Making HVP More Scalable for Larger Training Set Sizes

Ethan_R · June 17, 2021, 6:43pm

Hello Everyone,

I am currently working on a research project in which I need to calculate the Hessian Vector Product (HVP) w.r.t. my model’s parameters. I am able to successfully calculate the HVP, however the calculation slows significantly and chews up a significant amount of memory as the size of the training set I am using increases.

Let me make things more explicit:

	def GetHVPFunc_alt(self, datax, datay, testx, testy):
		params = [ p for p in self.model.parameters() if p.requires_grad ]
		predtest = self.model(testx)
		losstest = calc_loss(predtest, testy)
		grads_test = self.To_List(autograd.grad(losstest, params))

		def HVP(v):
			s = time.time()
			predtrain = self.model(datax)
			losstrain = calc_loss(predtrain, datay)

			v_t = self.Reverse_To_List(v, params)
			out = hvp_alt(losstrain, params, v_t)
			print("Time HVP: ", time.time() - s)
			return out
		return HVP, grads_test

I want to calculate H*v where H is the hessian of the loss function w.r.t. the model parameters. As I increase the number of points in datax and datay (the training set images/labels respectively) the computation time of calculating the model output and the model loss increases as expected, however the calculation time along with the memory usage of hvp_alt grows significantly faster. This is likely because the function calls autograd.grad twice, which I believe creates large graphs that take a lot of memory and that scale with the number of inputs to the model. See the code below:

def hvp(y, w, v):
    if len(w) != len(v):
        raise(ValueError("w and v must have the same length."))
    # First backprop
    first_grads = grad(y, w, retain_graph=True, create_graph=True)
    # Elementwise products
    elemwise_products = 0
    for grad_elem, v_elem in zip(first_grads, v):
        elemwise_products += torch.sum(grad_elem * v_elem)
    # Second backprop
    return_grads = grad(elemwise_products, w, create_graph=False)
    return return_grads

I should note that the code above is not my own and is taken from the following github which comes from the paper I am basing my research on: GitHub - nimarb/pytorch_influence_functions: This is a PyTorch reimplementation of Influence Functions from the ICML2017 best paper: Understanding Black-box Predictions via Influence Functions by Pang Wei Koh and Percy Liang. . I have been using 100 data points from CIFAR-10 to approximate the HVP causing each iteration of my overall code (I am approximating the inverse HVP i.e. H^-1 * v) to finish in ~6 seconds, however when I increase the training set size to 1000 the run time increases to ~60 seconds.

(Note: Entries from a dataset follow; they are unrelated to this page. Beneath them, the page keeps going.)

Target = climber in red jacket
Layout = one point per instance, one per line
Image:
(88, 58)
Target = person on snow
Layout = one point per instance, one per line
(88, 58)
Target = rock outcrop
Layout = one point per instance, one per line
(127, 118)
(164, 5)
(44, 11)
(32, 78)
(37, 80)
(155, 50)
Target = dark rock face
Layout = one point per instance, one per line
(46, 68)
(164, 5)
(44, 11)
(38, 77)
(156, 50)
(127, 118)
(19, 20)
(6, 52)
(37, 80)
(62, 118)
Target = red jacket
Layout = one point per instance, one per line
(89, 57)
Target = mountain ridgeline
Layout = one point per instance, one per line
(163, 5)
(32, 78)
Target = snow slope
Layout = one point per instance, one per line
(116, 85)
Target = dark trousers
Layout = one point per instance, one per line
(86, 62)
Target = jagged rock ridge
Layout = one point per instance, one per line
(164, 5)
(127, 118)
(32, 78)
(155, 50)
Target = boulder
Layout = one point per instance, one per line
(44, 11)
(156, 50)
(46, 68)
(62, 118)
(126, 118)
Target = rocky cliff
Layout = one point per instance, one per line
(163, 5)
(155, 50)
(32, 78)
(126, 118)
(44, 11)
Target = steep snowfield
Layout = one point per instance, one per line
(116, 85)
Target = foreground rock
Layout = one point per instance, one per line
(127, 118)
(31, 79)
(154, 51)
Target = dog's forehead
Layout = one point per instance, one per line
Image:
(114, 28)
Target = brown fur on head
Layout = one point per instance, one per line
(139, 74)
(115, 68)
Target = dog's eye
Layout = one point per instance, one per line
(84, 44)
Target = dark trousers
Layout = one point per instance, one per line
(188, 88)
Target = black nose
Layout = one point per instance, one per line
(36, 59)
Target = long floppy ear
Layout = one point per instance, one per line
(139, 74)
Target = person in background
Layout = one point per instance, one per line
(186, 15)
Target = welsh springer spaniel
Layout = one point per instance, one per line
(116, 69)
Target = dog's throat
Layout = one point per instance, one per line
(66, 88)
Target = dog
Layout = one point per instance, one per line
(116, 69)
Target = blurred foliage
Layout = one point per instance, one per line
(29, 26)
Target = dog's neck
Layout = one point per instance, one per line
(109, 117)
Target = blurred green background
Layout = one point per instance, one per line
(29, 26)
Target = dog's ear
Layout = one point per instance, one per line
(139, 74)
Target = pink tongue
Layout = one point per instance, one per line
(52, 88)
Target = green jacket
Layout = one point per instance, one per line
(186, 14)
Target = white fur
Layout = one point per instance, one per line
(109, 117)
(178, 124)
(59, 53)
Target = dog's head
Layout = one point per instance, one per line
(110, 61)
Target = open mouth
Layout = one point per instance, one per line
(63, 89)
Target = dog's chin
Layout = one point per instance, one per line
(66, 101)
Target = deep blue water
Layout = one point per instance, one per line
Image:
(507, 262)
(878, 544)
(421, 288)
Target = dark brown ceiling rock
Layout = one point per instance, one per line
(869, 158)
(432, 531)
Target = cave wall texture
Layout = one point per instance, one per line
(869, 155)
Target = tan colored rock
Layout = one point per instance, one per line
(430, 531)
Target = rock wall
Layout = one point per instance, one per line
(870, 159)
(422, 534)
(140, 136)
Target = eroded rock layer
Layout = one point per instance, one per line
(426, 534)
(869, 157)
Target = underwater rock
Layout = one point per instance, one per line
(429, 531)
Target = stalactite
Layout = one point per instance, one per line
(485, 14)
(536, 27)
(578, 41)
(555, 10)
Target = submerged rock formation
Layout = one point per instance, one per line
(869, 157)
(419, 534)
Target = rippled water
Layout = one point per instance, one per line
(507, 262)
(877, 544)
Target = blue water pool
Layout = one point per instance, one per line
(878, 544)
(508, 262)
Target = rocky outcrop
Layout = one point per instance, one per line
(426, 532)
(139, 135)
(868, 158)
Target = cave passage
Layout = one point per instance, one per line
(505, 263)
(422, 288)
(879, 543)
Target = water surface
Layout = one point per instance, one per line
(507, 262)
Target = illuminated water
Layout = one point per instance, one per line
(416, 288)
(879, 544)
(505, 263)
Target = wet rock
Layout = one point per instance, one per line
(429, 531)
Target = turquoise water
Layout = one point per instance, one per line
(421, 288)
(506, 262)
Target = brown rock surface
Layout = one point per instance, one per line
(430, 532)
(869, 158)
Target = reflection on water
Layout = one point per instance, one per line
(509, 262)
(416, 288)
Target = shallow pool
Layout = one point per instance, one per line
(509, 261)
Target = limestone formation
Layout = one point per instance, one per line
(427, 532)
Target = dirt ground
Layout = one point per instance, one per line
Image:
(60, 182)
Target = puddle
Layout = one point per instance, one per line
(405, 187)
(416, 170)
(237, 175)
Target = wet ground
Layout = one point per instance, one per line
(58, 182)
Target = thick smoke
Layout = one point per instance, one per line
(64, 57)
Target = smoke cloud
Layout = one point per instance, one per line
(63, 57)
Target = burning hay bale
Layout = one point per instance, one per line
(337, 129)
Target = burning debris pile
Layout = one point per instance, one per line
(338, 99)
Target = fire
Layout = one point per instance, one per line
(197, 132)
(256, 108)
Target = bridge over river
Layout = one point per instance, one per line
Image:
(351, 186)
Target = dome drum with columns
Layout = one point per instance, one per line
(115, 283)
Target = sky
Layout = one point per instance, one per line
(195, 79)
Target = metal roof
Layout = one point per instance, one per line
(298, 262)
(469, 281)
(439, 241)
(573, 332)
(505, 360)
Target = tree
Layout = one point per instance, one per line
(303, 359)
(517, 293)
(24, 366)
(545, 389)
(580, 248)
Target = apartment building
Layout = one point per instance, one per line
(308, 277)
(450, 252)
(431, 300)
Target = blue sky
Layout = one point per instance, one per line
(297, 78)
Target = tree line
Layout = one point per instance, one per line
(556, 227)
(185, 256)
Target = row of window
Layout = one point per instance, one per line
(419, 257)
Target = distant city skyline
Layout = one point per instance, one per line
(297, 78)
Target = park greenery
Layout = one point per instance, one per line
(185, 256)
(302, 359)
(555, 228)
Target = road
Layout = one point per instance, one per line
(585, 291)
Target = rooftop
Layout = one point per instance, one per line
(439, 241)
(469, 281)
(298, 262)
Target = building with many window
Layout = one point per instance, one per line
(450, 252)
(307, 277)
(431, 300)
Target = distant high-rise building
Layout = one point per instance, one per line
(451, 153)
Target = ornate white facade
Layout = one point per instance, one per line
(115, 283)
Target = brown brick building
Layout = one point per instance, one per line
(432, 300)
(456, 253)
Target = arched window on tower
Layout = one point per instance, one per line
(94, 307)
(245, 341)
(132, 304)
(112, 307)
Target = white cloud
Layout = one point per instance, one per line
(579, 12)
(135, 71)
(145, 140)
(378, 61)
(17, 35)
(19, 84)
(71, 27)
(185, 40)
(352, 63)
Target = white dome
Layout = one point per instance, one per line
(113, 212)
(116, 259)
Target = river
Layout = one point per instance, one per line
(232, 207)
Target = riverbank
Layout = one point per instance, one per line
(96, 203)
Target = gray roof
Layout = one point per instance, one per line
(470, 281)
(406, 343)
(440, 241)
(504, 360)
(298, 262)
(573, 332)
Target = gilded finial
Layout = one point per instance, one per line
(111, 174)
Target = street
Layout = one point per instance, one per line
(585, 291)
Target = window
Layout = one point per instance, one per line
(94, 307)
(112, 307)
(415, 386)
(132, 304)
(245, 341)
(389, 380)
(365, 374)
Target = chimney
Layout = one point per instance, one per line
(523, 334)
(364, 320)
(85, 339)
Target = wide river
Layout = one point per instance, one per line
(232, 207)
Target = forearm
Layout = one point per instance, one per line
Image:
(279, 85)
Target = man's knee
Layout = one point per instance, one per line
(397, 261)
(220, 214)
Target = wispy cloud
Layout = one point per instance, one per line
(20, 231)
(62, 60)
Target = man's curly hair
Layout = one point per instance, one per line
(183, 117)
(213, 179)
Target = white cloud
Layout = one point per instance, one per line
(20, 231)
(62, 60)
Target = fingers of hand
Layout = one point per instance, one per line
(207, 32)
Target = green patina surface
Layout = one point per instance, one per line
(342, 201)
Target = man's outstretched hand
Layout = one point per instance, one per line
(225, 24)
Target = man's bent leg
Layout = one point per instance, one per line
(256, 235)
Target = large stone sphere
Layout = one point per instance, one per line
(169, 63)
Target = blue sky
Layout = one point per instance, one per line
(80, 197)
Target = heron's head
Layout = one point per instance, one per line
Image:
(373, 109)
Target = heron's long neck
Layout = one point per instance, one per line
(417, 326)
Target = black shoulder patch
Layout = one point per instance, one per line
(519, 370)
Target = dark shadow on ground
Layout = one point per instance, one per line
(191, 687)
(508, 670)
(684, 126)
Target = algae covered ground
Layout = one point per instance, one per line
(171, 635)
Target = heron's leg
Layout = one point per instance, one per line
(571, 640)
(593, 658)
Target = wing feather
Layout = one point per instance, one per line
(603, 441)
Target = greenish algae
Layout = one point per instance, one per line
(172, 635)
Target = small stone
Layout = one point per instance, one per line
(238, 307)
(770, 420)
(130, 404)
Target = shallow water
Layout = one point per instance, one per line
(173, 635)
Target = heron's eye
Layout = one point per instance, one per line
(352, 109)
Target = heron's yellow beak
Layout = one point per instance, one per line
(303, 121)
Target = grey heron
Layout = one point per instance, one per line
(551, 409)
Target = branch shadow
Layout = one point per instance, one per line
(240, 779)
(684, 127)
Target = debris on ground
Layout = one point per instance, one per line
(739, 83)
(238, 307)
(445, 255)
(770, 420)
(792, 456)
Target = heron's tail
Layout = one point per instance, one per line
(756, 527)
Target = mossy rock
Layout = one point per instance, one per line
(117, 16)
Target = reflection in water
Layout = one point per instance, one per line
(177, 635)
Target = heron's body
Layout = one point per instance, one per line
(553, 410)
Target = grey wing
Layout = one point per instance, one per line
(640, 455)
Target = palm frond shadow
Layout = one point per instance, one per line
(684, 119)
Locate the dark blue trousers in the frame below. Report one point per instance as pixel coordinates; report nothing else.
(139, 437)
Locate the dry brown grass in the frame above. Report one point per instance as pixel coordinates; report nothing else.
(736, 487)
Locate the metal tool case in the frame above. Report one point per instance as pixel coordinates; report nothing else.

In short, is there a way for me to get an accurate, efficient approximation of the HVP that doesn’t depend so heavily on training set size? Is my current solution of using a subset of the data sufficient or will this result in an inaccurate HVP calculation?

Feel free to ask for clarification if anything was confusing.

Thank you so much,
Ethan

Aditya_Ranganath · June 18, 2021, 1:38am

Hello,

I could be wrong here, but it really depends on how big the graph is. How big is your model ? Also you can look into torch.jit. This can get around the complexity overhead as it tries to avoid python dependencies.

Cheers

albanD · June 18, 2021, 3:04pm

Hi,

We are actually working on forward mode right now and that should help quite a bit in your case.
Do you have a small self-contained script that shows the model you’re using?

Ethan_R · June 19, 2021, 1:42am

Hello Alban,

I’m using a smaller model I got from a tutorial right now for testing. Here is a script that describes the model:

# 3x3 convolution
def conv3x3(in_channels, out_channels, stride=1):
    return nn.Conv2d(in_channels, out_channels, kernel_size=3, 
                     stride=stride, padding=1, bias=False)

# Residual block
class ResidualBlock(nn.Module):
    def __init__(self, in_channels, out_channels, stride=1, downsample=None):
        super(ResidualBlock, self).__init__()
        self.conv1 = conv3x3(in_channels, out_channels, stride)
        self.bn1 = nn.BatchNorm2d(out_channels)
        self.relu = nn.ReLU(inplace=True)
        self.conv2 = conv3x3(out_channels, out_channels)
        self.bn2 = nn.BatchNorm2d(out_channels)
        self.downsample = downsample

    def forward(self, x):
        residual = x
        out = self.conv1(x)
        out = self.bn1(out)
        out = self.relu(out)
        out = self.conv2(out)
        out = self.bn2(out)
        if self.downsample:
            residual = self.downsample(x)
        out += residual
        out = self.relu(out)
        return out

# ResNet
class ResNet(nn.Module):
    def __init__(self, block, layers, num_classes=10):
        super(ResNet, self).__init__()
        self.in_channels = 16
        self.conv = conv3x3(3, 16)
        self.bn = nn.BatchNorm2d(16)
        self.relu = nn.ReLU(inplace=True)
        self.layer1 = self.make_layer(block, 16, layers[0])
        self.layer2 = self.make_layer(block, 32, layers[1], 2)
        self.layer3 = self.make_layer(block, 64, layers[2], 2)
        self.avg_pool = nn.AvgPool2d(8)
        self.fc = nn.Linear(64, num_classes)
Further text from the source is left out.